Hello World   z7R8yBtZz0+eqead7UEYzPvVFjw=
VB            L1SHP0uzuGbMUpT4z0zlAdEzfPE=
vb            eOcnhoZRmuoC/Ed5iRrW7IxlCDw=
Vb            e3PaiF6tMmhPGUfGg1nrfdV3I+I=
vB            gzt6my3YIrzJiTiucvqBTgM6LtM=

In the examples above, note that even very similar strings have quite different hash digests; the hash doesn’t tell us the length of source string, or its starting character, or anything else about it. SHA-1 is useful because it produces collision-free results. Below is C# code for producing an SHA-1 hash digest from a string:

Byte[] bytSource; // byte array for plain text string
Byte[] bytHash;   // byte array for cipher string

System.Text.UnicodeEncoding uEncode = new System.Text.UnicodeEncoding();

System.Security.Cryptography.SHA1CryptoServiceProvider sha1 = 
      new System.Security.Cryptography.SHA1CryptoServiceProvider();
 
// fill byte array with Unicode chars from plain text source string
bytSource = uEncode.GetBytes(strSource);

// encrypt the source byte array into the result array
bytHash = sha1.ComputeHash(bytSource);

// return a displayable base64-encoded string
return Convert.ToBase64String(bytHash);

Hash digests are unique signatures and can be used to verify that a file has not changed. For example, the hash digest of an XML file can be sent (along with the XML file) to verify that the file wasn’t corrupted during transmission.

Two-way encryption

Some approaches are said to be two-way because text messages are both encrypted and decrypted). One approach is called private key, in which both sender and receiver use the same key both to encrypt and decrypt, and no one else is given the key. The second is called public key, using one key for encrypting and a different key for decrypting. This allows users on a computer network to send their encrypt key to strangers, who can then use it to send messages back to them. Public key exchanges are used to open up secure private key channels between strangers across the internet.

Private-key encryption

Private key encryption requires only one key. That key can be used either to encrypt or decrypt a message. Both the sender and receiver must have the key, and third parties (potential intruders) must be prevented from obtaining the key. Private-key encryption may also be called symmetric, traditional, shared-secret, secret-key, or conventional encryption. This was the only kind of two-way encryption publicly known until 1976[1]. With this kind of encryption alone, it would not be possible to open up a new secure connection on the internet, because there would initially be no safe way to transmit the shared key to the other end of the connection without intruders being able to intercept it.
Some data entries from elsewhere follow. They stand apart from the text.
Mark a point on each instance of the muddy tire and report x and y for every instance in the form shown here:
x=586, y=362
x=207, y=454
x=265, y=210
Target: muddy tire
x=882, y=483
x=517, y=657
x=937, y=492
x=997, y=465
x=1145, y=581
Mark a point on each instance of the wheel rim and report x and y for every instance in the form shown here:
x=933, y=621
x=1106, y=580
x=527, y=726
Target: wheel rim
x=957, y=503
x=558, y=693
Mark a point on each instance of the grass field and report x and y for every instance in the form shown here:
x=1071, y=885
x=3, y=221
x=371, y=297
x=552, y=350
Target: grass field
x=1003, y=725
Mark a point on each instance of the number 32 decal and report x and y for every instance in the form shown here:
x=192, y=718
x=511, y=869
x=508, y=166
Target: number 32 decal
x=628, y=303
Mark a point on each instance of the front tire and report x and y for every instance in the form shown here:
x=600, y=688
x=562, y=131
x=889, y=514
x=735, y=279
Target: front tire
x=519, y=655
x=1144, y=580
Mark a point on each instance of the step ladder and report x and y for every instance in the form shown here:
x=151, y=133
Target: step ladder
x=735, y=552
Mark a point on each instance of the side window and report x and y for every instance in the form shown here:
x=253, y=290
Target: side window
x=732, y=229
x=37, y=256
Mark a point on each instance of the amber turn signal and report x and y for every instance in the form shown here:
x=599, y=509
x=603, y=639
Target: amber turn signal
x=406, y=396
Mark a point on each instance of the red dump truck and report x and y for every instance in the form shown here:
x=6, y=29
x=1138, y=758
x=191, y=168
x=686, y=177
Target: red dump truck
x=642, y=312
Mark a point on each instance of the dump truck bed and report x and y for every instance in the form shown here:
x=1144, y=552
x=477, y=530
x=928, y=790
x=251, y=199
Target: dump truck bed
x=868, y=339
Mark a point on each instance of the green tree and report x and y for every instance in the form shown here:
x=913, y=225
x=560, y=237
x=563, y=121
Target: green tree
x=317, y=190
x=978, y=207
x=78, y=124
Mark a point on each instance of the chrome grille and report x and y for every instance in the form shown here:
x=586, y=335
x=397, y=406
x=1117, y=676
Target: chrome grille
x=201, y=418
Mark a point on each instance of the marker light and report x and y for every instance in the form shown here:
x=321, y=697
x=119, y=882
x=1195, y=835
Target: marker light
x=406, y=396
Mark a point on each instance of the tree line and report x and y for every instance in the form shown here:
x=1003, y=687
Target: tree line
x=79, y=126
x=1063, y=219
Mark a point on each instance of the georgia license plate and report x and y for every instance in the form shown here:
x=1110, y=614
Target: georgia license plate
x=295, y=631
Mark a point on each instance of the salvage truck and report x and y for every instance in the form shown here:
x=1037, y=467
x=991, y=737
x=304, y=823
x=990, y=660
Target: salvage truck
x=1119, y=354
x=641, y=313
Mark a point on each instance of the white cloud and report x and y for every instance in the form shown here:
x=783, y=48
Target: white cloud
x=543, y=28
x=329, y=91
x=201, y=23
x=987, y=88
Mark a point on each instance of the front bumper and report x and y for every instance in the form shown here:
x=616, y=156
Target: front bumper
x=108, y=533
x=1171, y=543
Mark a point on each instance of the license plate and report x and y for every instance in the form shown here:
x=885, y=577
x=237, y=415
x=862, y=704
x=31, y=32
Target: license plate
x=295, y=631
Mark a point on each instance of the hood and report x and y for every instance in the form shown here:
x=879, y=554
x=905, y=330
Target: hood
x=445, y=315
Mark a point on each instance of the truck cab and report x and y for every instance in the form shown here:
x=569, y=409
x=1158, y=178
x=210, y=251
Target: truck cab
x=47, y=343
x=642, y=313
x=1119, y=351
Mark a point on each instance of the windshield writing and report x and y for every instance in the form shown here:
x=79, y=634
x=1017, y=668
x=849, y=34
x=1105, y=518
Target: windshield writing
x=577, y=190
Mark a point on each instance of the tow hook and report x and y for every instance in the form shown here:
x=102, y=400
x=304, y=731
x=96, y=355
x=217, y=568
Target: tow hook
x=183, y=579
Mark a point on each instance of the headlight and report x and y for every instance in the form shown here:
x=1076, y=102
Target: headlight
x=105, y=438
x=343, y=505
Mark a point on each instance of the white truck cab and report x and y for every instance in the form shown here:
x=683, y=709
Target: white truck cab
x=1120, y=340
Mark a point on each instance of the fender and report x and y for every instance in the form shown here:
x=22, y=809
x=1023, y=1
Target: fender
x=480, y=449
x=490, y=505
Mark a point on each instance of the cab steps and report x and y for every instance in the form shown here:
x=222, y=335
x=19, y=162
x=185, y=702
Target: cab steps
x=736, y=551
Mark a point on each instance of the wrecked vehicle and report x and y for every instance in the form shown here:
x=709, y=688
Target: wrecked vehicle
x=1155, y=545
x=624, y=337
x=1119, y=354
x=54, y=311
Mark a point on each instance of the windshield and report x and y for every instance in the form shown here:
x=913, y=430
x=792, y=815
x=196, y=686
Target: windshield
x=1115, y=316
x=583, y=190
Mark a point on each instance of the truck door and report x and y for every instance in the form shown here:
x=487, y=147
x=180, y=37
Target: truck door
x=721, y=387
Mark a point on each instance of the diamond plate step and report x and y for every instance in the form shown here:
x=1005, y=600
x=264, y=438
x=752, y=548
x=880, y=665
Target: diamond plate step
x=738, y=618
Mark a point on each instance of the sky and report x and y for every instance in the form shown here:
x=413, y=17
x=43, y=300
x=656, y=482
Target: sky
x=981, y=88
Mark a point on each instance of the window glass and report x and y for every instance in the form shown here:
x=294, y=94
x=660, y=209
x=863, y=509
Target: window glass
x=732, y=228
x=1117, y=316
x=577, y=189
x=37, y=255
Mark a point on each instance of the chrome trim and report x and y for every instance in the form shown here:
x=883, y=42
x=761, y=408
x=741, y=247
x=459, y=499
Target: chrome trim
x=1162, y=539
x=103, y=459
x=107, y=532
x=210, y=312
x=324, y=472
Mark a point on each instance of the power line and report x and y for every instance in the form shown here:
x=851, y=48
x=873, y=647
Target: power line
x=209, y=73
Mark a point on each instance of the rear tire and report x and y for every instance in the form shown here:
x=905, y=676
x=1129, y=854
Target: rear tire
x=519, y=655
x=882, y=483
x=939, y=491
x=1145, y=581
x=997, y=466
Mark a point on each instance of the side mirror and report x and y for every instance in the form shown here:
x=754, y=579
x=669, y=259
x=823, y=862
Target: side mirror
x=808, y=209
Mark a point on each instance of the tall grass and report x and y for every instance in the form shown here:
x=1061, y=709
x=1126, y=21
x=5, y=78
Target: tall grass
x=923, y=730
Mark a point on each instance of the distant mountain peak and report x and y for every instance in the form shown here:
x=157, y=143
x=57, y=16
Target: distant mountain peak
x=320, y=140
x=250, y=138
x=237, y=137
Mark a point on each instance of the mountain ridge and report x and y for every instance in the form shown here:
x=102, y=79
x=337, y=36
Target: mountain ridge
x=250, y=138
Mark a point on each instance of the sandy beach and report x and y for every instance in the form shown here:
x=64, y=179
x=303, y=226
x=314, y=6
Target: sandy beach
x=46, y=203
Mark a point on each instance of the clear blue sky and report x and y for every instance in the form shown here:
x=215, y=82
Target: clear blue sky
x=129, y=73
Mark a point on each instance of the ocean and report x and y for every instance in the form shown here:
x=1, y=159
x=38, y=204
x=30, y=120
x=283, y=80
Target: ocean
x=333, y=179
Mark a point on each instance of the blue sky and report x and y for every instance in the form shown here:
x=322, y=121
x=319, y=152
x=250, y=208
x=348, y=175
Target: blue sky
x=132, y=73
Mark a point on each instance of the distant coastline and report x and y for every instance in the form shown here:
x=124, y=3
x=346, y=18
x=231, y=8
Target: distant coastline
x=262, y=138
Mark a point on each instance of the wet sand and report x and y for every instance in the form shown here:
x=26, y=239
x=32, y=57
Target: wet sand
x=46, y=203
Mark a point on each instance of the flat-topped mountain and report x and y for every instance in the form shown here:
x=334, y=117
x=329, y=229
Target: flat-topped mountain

One example of a private-key algorithm is DES (Data Encryption Standard). DES uses a 24-character string for a key. The DES key is treated as a pass phrase to derive a 192-bit byte array, which is the actual key. To implement the Triple-DES algorithm, for example, encryption occurs three times: first, the plain text is encrypted; then, the encrypted result is encrypted; and then, the intermediate encryption is encrypted. The output is a 192-bit encrypted string (known as 192-bit encryption). The more bits in the key, the longer it takes a brute-force search to find the key. A 192-bit key has 6.3 x 10 raised to the 57th degree possible keys. A brute-force search of all possible keys would likely take a long time.

One practical consideration for using private key encryption is where, and how, to safely store the key on the computer so that intruders will not be able to obtain it, if they should gain access to the machine. Simply storing the key unencrypted in a file or database is a poor strategy. Hard coding it inside a program is also risky because it could be fished out using a decompiler or debugger. A prefereble strategy would be to encrypt the private key and store it in a file that is protected by the file system; this way, only authorized users of the system should be able to read the file. But then, where should one store the key used to encrypt the private key? It becomes a recursive problem.

Theoretical underpinnings

The study of symmetric-key ciphers involves the study of block ciphers and stream ciphers and to their applications. A block cipher is the modern embodiment of Alberti's polyalphabetic cipher: block ciphers take as input a block of plaintext and a key, and output a block of ciphertext of the same size. Block ciphers are used in a mode of operation to implement a cryptosystem. DES and AES are block ciphers which have been designated cryptography standards by the US government (though DES's designation was eventually withdrawn after the AES was adopted)[2]. Despite its delisting as an official standard, DES (especially its still-approved and much more secure triple-DES variant) remains quite popular; it is used across a wide range of applications, from ATM encryption[3] to e-mail privacy[4] and secure remote access[5]. Many other block ciphers have been designed and released, with considerable variation in quality; see Category:Block ciphers[6][7].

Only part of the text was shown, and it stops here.